Rechtliche Beurteilung

[8] Das Kunst-, Kultur- und Sportsicherungsgesetz (KuKuSpoSiG) regelt für den Fall, dass ein Kunst-, Kultur- oder Sportereignis aufgrund der COVID 19-Pandemie entfallen ist, die Möglichkeit, anstelle der Entgeltrückzahlung dem Besucher oder Teilnehmer einen Gutschein zu übergeben (§ 1), dessen Übertragbarkeit und Einlösung (§ 2) sowie dessen Kostenfreiheit und die Möglichkeit, von den Regelungen des KuKuSpoSiG konsensual abzuweichen (§ 3). Ob ein Anspruch auf Rückzahlung besteht, ist nicht Regelungsgegenstand des KuKuSpoSiG, sondern wird vorausgesetzt (arg § 1 Abs 1). Einen solchen macht hier die Klägerin geltend.

[9] Kann eine Veranstaltung COVID 19 bedingt nicht stattfinden, so zerfällt nach § 1447 (allenfalls iVm § 880) ABGB der Vertrag und können geleistete Zahlungen grundsätzlich nach § 1435 ABGB zurückgefordert werden (statt vieler Wilfinger , Behördliche Verbote und Vertrag, ÖJZ 2020, 437 [438]; Kriegner , Kunst, Kultur, Sport: Gutscheine statt Entgeltrückzahlung, VbR 2020, 124 [124 f]).

[10] Ansprüche auf Rückabwicklung eines durch Rücktritt vom Vertrag aufgelösten Rechtsgeschäfts, das auf Seiten des Beklagten ein unternehmensbezogenes Geschäft war, fallen nach der neueren Rechtsprechung unter den Zuständigkeitstatbestand des § 51 Abs 1 Z 1 JN (2 Ob 67/08d = GesRZ 2008, 296 [zust Geroldinger ]; RS0123493; zust Kerschner in Artmann , UGB 3 I [2019] § 343 Rz 16). Für die Vertragsauflösung nach § 1447 ABGB kann nichts anderes gelten.

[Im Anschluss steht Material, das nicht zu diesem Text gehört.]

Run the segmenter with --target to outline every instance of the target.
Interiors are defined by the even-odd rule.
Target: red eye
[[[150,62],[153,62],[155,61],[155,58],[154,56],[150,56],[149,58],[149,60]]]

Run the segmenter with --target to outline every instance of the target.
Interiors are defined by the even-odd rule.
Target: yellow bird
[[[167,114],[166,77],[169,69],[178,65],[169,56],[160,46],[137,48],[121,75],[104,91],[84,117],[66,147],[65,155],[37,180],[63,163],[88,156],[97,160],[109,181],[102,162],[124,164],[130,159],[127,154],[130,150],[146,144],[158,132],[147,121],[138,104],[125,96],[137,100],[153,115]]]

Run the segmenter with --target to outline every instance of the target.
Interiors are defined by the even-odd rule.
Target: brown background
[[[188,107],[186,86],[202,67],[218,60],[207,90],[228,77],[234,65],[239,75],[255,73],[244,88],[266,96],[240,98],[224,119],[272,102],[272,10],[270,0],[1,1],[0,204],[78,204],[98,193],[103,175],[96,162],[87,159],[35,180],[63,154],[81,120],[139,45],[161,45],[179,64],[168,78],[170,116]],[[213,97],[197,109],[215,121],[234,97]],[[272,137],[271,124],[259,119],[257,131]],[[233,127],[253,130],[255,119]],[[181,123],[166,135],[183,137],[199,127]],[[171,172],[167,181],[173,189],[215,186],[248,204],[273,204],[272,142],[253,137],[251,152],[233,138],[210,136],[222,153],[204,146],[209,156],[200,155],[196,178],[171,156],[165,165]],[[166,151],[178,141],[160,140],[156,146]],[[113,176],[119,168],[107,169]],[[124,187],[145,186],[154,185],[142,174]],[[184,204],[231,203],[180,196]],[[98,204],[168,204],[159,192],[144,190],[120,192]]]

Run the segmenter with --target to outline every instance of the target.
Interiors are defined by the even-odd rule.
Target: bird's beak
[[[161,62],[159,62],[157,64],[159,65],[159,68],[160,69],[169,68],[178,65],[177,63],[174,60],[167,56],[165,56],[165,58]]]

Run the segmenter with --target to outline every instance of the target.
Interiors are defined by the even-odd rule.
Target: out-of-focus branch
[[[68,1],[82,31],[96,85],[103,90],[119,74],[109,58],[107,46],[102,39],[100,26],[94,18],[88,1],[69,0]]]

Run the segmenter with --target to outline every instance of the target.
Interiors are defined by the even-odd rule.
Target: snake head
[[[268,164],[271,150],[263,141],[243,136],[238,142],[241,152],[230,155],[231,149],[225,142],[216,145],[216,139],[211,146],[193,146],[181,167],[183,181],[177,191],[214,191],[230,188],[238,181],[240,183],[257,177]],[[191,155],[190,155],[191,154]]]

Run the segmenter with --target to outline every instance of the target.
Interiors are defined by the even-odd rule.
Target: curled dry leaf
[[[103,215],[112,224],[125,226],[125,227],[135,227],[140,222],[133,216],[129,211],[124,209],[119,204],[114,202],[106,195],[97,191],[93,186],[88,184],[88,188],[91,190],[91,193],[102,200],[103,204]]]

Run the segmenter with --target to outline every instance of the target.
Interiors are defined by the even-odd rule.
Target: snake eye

[11] Ob der gegen die Beklagte erhobene Zahlungsanspruch berechtigt ist, ist hier nicht zu prüfen.

[12] Weil entgegen der Ansicht der Vorinstanzen das mit der Klage angerufene Gericht nach § 51 Abs 1 Z 1 (iVm § 52 Abs 1) JN sachlich zuständig ist, sind deren Entscheidungen ersatzlos aufzuheben und ist dem Erstgericht die Fortsetzung des Verfahrens unter Abstandnahme vom gebrauchten Zurückweisungsgrund aufzutragen.